Nous remercions très sincèrement les 584 votants qui ont répondu à ce sondage.

Quelques chiffres à retenir pour briller en société

  • 65% d’entre vous considérez que le sport revêt une place importante ou très importante dans votre vie à HEC. Sport études.
  • 43% des sondés disent adorer l’ambiance qui règne au sein de leur club. Toutefois, ce chiffre monte à 79% pour le club roi de l’ambiance, le handball. Més que un club.
  • La moitié des HEC sont au foot, au rugby, ou au Fight Club. Hégémonie.
  • Avec 4,95/5 et 4,7/5, le RCH (Rugby masculin) et le CF (foot masculin) sont les clubs les plus axés sur les traditions… Les valeurs de l’ovalie…
  • … Avec un succès mitigé, puisque parmi les 5 clubs masculins ou mixtes où la tradition a une importance significative, ces deux clubs sont respectivement 3ème et 4ème en ce qui concerne le caractère appréciable de ces traditions.. Trop de tradition tue la tradition?
  • 2/3 du campus font entre 2 et 4 entrainements par semaine. Summer body.
  • La moitié des sondés est d’avis que les clubs de sport mettent en général trop de pression sur leurs membres. Chill, c’est qu’un jeu…
  • 73% des sondés disent suivre les JO d’été, qui sont – assez logiquement – l’événement sportif le plus suivi du campus. Paris 2024 ♥
  • 72% des hommes sondés sont déjà allés voir un ou plusieurs événements sportifs au cours de l’année, contre 49% des femmes sondées. Société genrée.

Résultats globaux

Nous attirons l’attention du lecteur sur le fait que notre échelle de satisfaction va de 1 à 5 et non de 0 à 5 ; la note moyenne est donc de 3/5 et non de 2,5/5. L’analyse doit en tenir compte.

Résultats sport par sport

Les graphes ci-après permettent de comparer les moyennes obtenues par chaque club sportif aux différentes questions posées. Nous proposons des résultats détaillés sport par sport dans ce fichier PDF qu’il est conseillé de consulter pour une meilleure compréhension du sens de ces moyennes et de la répartition des votes.
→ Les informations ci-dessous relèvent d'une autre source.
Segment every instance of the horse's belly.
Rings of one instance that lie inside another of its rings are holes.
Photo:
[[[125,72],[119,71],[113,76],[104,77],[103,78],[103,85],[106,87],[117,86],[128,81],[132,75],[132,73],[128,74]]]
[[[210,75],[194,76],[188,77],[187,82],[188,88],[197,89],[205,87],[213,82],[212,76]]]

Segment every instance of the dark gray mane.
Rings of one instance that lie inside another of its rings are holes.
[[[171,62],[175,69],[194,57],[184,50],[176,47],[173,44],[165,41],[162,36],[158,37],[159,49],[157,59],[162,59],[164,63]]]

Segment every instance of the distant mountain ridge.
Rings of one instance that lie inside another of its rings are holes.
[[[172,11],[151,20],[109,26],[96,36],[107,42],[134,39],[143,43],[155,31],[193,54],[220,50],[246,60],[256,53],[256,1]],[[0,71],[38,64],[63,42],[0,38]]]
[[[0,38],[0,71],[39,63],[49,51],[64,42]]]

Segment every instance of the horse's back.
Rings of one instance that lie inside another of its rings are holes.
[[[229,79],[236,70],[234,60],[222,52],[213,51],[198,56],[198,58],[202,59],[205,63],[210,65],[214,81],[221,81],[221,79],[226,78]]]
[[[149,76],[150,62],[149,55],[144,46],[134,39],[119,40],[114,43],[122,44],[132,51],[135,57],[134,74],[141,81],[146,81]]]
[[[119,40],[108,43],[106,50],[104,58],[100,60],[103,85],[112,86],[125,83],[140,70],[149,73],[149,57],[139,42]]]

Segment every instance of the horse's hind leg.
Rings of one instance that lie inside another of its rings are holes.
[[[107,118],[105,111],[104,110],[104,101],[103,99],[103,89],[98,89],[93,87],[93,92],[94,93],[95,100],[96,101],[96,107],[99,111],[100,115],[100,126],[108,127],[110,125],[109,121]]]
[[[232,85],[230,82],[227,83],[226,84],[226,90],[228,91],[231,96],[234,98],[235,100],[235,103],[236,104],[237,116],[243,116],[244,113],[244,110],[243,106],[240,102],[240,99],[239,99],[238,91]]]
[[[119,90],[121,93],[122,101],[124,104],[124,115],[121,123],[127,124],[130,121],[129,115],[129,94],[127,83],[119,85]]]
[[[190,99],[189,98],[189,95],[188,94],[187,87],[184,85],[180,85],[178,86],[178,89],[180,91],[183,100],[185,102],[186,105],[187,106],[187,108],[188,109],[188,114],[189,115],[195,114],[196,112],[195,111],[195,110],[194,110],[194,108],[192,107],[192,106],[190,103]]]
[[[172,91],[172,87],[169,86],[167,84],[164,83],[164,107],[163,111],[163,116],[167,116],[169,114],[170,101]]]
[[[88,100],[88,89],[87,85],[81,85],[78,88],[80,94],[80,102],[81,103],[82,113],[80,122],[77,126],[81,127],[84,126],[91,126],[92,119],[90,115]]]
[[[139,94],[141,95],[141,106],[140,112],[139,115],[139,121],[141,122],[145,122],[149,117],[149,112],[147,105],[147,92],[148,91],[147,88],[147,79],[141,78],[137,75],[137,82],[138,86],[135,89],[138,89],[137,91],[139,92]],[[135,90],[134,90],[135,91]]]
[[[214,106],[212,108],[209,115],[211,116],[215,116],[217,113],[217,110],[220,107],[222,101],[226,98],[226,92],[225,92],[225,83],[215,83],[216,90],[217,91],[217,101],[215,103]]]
Résultats selon le genre de l’individu

Analyse générale

Dans cet article sont faites beaucoup de conjectures, qui n’engagent que leur auteur. Tous les chiffres avancés sont véritables, les interprétations sont un commentaire subjectif des chiffres par l’auteur, qui ne prétend pas exposer une réalité, mais sa vision de la réalité, fondée sur des faits. Les explications avancées sont donc des hypothèses, auxquelles vous êtes libres d’adhérer, ou non.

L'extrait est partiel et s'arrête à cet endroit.